Junior Eric Maier is certainly a student who knows his way around business. As a freshman, Maier co-founded the Entrepreneurship Club, a club where students discuss how to be a successful entrepreneur through formulating business plans, coming up with ideas and developing ways to attract investors. In addition, Maier studied business abroad in the United Kingdom this past summer. He pointed out that startups are a key part of the economy.

“Startups are really important because that’s how industries grow and that’s how new ideas are formulated,” Maier said. “[They] are usually super intuitive and bring a completely new point of view to the table.” 

As a result of their business ventures, young entrepreneurs have caused a growth in the prevalence of smaller and newer companies in the U.S. economy. On the other side of the Golden Gate Bridge, regions like downtown San Francisco and Silicon Valley are synonymous with technological innovation, and startups are at the forefront of that growth. Both Ippolito and Maier commented on how important startups are to the economy and how they can impact it.

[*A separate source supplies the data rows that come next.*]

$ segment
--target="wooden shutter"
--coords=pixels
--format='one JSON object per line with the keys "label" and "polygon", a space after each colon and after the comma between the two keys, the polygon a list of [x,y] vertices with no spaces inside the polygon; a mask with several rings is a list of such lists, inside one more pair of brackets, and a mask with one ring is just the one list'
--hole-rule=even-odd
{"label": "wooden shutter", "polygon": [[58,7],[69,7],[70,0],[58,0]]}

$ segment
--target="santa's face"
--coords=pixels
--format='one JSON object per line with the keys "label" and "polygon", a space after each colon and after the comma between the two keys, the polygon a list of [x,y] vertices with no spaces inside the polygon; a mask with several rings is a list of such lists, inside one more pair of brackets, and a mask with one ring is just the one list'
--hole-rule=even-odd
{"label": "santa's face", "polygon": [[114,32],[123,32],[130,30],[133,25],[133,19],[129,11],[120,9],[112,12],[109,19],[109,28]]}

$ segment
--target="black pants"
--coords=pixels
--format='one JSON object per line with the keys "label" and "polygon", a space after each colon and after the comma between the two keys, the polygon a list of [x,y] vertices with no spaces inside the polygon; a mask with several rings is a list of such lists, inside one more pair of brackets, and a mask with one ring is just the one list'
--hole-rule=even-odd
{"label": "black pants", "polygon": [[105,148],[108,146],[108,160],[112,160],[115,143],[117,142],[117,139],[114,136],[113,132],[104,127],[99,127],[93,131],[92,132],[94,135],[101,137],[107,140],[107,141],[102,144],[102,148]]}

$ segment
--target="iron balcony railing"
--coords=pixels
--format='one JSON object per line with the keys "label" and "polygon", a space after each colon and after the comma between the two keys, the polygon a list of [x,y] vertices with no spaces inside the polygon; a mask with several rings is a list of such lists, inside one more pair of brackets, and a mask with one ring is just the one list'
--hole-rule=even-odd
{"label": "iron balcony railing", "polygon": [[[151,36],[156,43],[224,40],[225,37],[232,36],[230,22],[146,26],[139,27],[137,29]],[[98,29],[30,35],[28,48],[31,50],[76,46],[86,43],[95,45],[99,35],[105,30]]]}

Startups are great––they are the key to future growth and the key to innovation,” Ippolito said.

infographic by Julia Merron

Narenda Rocherolle, a cofounder of The Start Project, a Mill Valley-based incubator, and employee at Teck Inc., mentioned similar benefits, also pointing to the flexibility of startups as one of their most attractive qualities.

“I think they’re very important because it’s typically where you see new ideas because people are trying and experimenting and it’s typically easier in a small company than a very large company,” Rocherolle said. “The folks who started Twitter, they were at one point working for Google and they weren’t able to really start Twitter at Google, they were able to do that kind of out on their own as a small company.”

Maier said that the actual business of a startup is not what matters most, it’s the idea behind it. Without startups, Maier said, innovation in the economy would be stifled.

“A lot of people focus on the startup aspect … and starting small, but that’s really not what its about. It’s about getting the idea out there and pushing the envelope as far as innovation,” Maier said.

While Rocherolle said that the supportive environment of an economy certainly provides many of the ingredients required for a business to excel, he singled out the individual as the most important factor in a startup’s success.

“I think Marin is a great place. A lot of folks move from San Francisco to raise families and there’s a lot of great schools … there’s certainly no shortage in the Bay Area of accelerators … [but] the hardest part is really inside of yourself, being ready to take that kind of a leap where you are your own boss,” Rocherolle said. “Usually you end up with someone who has a vision of what something could be and they have the persistence to keep chipping away at that.”

According to Ippolito, with other countries like China rapidly growing their economies, the U.S. needs to keep pace, and startups are a great way to promote innovation and growth.

“We have to out-innovate the world,” Ippolito said. “What we do really well in this country is we innovate, and we need to make sure we’re the leader … and startups are key to that because they’re nimble and think outside the box.”